Matthew Wilcox matthew at wil.cx
Wed Aug 30 04:18:51 EST 2000


On Tue, Aug 29, 2000 at 06:40:08PM +0200, Halfmann, Klaus wrote:
> On the other hand: The hfs acces is normally not needed for heavy
> concurrent acces. (Mhh, there might be AFP Servers publishing HFS
> partions) For now it should be enough to have a global update
> lock on the root of the node.

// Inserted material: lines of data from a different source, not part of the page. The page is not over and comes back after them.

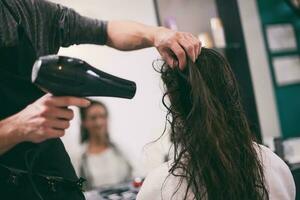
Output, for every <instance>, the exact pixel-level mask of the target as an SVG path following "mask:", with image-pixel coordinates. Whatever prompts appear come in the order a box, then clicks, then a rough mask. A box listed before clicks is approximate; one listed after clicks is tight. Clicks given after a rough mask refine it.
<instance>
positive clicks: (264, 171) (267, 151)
mask: <svg viewBox="0 0 300 200" xmlns="http://www.w3.org/2000/svg"><path fill="white" fill-rule="evenodd" d="M254 146H255V149H256V150H257V152H258V154H259V155H260V159H261V163H262V165H263V168H264V176H265V182H266V184H267V187H268V190H269V196H270V199H285V200H294V199H295V196H296V186H295V182H294V179H293V175H292V173H291V171H290V169H289V167H288V166H287V164H286V163H285V162H284V161H283V160H282V159H281V158H280V157H279V156H277V155H276V154H275V153H274V152H273V151H272V150H271V149H269V148H268V147H265V146H263V145H258V144H254Z"/></svg>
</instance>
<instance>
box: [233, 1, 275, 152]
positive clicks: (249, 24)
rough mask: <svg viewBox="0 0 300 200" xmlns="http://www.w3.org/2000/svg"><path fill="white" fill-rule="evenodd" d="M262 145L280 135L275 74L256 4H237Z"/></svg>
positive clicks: (271, 143) (251, 2) (268, 142)
mask: <svg viewBox="0 0 300 200" xmlns="http://www.w3.org/2000/svg"><path fill="white" fill-rule="evenodd" d="M238 5H239V10H240V15H241V22H242V26H243V32H244V36H245V42H246V48H247V54H248V60H249V65H250V71H251V78H252V82H253V87H254V93H255V100H256V105H257V111H258V116H259V121H260V129H261V134H262V138H263V142H264V143H265V144H268V145H269V146H271V147H273V143H272V140H273V138H274V137H279V136H280V135H281V128H280V123H279V116H278V111H277V108H276V101H275V93H274V86H273V83H272V74H271V71H270V69H269V64H268V56H267V52H266V46H265V44H264V38H263V32H262V28H261V25H260V18H259V12H258V8H257V1H256V0H247V1H245V0H238Z"/></svg>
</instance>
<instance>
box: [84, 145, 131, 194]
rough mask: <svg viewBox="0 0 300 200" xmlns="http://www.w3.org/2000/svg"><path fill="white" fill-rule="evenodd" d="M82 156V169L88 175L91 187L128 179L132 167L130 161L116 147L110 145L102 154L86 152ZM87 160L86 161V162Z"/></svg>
mask: <svg viewBox="0 0 300 200" xmlns="http://www.w3.org/2000/svg"><path fill="white" fill-rule="evenodd" d="M85 155H86V161H85V159H83V157H82V161H81V162H82V163H81V164H82V170H83V171H84V174H85V175H87V177H85V178H87V181H89V183H88V185H89V188H87V189H92V188H100V187H104V186H109V185H115V184H118V183H122V182H124V181H126V180H128V179H129V178H130V176H131V167H130V165H129V163H128V161H127V160H126V159H125V158H124V157H123V156H122V155H121V154H120V153H119V152H118V151H117V150H116V149H114V148H112V147H110V148H108V149H107V150H105V151H104V152H102V153H100V154H89V153H86V154H85ZM84 162H85V163H84Z"/></svg>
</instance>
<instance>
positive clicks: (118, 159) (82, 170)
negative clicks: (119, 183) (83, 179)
mask: <svg viewBox="0 0 300 200" xmlns="http://www.w3.org/2000/svg"><path fill="white" fill-rule="evenodd" d="M81 116H82V140H83V141H84V151H83V154H82V157H81V167H80V173H81V174H80V175H81V176H82V177H84V178H86V179H87V189H92V188H97V187H101V186H105V185H112V184H117V183H120V182H123V181H126V180H127V179H128V178H130V176H131V166H130V165H129V163H128V162H127V160H126V159H125V158H124V157H123V156H122V154H121V153H120V152H119V151H118V150H117V149H116V147H115V146H114V145H113V144H112V143H111V141H110V139H109V134H108V131H107V126H108V125H107V123H108V111H107V108H106V106H105V105H104V104H103V103H101V102H92V103H91V105H90V106H89V107H87V108H85V109H82V110H81Z"/></svg>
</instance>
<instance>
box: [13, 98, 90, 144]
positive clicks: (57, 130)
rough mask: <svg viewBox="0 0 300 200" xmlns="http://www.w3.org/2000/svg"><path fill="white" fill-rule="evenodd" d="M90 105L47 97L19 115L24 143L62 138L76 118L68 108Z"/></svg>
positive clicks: (15, 123) (21, 129) (22, 135)
mask: <svg viewBox="0 0 300 200" xmlns="http://www.w3.org/2000/svg"><path fill="white" fill-rule="evenodd" d="M89 104H90V102H89V101H88V100H86V99H82V98H76V97H54V96H51V95H45V96H43V97H42V98H40V99H39V100H37V101H36V102H34V103H33V104H31V105H29V106H27V108H25V109H24V110H23V111H21V112H20V113H19V114H17V116H16V117H15V119H16V121H15V126H16V127H17V130H18V131H17V132H18V134H20V136H21V138H22V140H23V141H30V142H34V143H40V142H42V141H45V140H47V139H51V138H59V137H62V136H63V135H64V134H65V130H66V129H67V128H69V126H70V121H71V120H72V119H73V117H74V113H73V111H72V110H71V109H69V108H68V106H79V107H86V106H88V105H89Z"/></svg>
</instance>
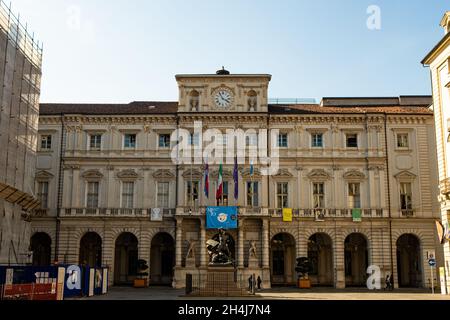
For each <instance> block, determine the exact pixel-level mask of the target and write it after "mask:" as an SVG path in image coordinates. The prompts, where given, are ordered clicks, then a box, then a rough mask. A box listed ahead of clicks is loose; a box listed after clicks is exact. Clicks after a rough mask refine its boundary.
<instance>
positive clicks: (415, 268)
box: [396, 233, 423, 288]
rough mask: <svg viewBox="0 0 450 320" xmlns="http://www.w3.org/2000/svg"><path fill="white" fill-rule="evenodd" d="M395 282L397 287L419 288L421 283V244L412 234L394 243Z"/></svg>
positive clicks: (420, 286)
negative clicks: (396, 276) (397, 283)
mask: <svg viewBox="0 0 450 320" xmlns="http://www.w3.org/2000/svg"><path fill="white" fill-rule="evenodd" d="M396 257H397V281H398V286H399V287H409V288H420V287H422V286H423V283H422V263H421V242H420V238H419V237H417V236H416V235H414V234H412V233H404V234H402V235H401V236H400V237H398V238H397V241H396Z"/></svg>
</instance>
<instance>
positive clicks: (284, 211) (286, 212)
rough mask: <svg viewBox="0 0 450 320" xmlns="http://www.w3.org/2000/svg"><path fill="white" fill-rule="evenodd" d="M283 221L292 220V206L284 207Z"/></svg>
mask: <svg viewBox="0 0 450 320" xmlns="http://www.w3.org/2000/svg"><path fill="white" fill-rule="evenodd" d="M283 221H284V222H292V208H283Z"/></svg>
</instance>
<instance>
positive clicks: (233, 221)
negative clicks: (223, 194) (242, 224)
mask: <svg viewBox="0 0 450 320" xmlns="http://www.w3.org/2000/svg"><path fill="white" fill-rule="evenodd" d="M206 229H237V207H207V208H206Z"/></svg>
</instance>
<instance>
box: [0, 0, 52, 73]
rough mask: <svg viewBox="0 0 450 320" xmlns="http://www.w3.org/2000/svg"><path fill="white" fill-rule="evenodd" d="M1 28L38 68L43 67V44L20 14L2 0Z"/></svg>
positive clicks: (0, 11)
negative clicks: (15, 13) (20, 17)
mask: <svg viewBox="0 0 450 320" xmlns="http://www.w3.org/2000/svg"><path fill="white" fill-rule="evenodd" d="M0 30H2V31H4V32H5V33H6V34H7V35H8V39H9V40H10V41H11V42H12V43H13V44H14V45H15V46H16V48H18V49H19V50H20V51H22V53H23V54H24V55H25V57H26V58H27V59H29V60H30V62H31V63H32V64H33V65H34V66H35V67H36V68H37V69H39V70H40V69H41V67H42V51H43V44H42V42H41V43H39V41H38V40H36V39H35V38H34V33H32V34H30V33H29V31H28V25H27V24H25V26H24V25H23V24H22V23H21V22H20V15H19V16H17V17H16V16H15V15H14V14H13V12H12V11H11V4H9V6H8V5H7V4H6V3H5V2H4V1H3V0H0Z"/></svg>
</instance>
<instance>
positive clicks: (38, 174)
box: [36, 170, 54, 181]
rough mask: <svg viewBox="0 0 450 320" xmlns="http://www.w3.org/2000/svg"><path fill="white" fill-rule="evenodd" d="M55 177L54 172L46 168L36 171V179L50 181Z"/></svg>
mask: <svg viewBox="0 0 450 320" xmlns="http://www.w3.org/2000/svg"><path fill="white" fill-rule="evenodd" d="M53 177H54V175H53V174H51V173H50V172H48V171H45V170H42V171H38V172H37V173H36V180H39V181H48V180H51V179H53Z"/></svg>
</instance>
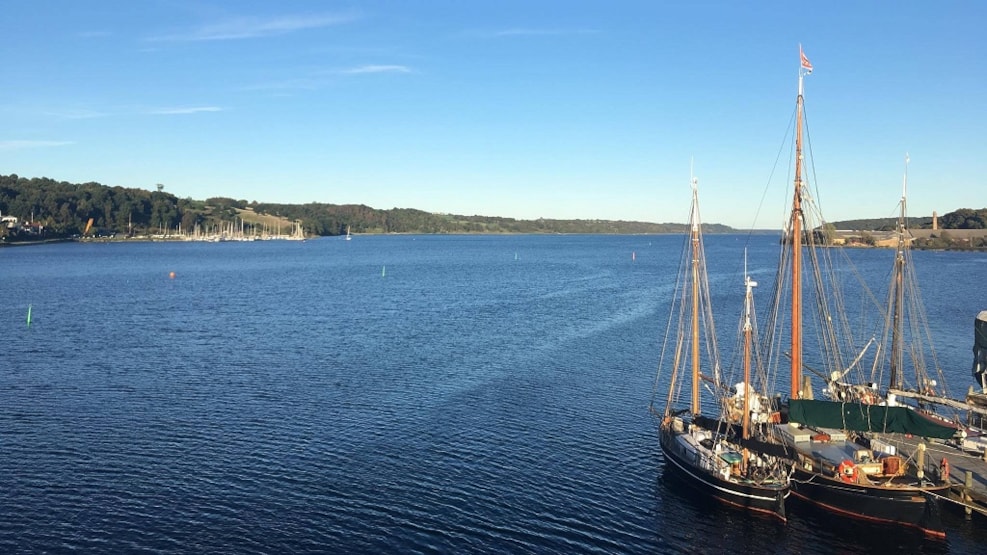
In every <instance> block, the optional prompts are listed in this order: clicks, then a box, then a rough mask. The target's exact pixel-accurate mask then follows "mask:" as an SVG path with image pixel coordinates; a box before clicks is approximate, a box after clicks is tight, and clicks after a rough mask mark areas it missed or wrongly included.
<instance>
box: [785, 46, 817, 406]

Im not firm with kernel code yet, dont
> ask me about the details :-)

It's not that easy.  Unfortunately, getdents is a nasty interface (I
actually haven't seen a good one -- anyone know of one which doesn't
suffer from this problem?)

You can lock while you're in a call, but eventually, you fill up the
user's buffer and return.  At that point, you have to drop the lock
because they might never call you again.  So you have to consider
the case of a file being added or removed between calls to getdents.
Current HFS doesn't even pretend to try.  It just stores an index (0
.. n-1) and you pick up from there.  So sometimes you get files twice,
sometimes files don't show up at all.

I suspect you need to store the key of the item you just found, and
then continue filling in the buffer from there on subsequent calls.
The trouble is that there frequently isn't enough space available to
do that.  The proposed ext2 btree extensins needed 64 bits of space and
there was only 32 bits available.  What size keys does HFS+ have?

Hmmm.. now the LFS patches have gone in and f_pos is now a 64-bit quantity,
this sounds more plausible.  I'd be curious to hear from the ReiserFS
people how they solved this problem.

There's an additional complication of rewinddir/seekdir/telldir, but
let's get onto that later.

> I'd really like to know how the concurrency of the kernel filesystem
> should work, can anybody feed me with documentations about that ?

I've cc'd linux-fsdevel, where people can fill you in.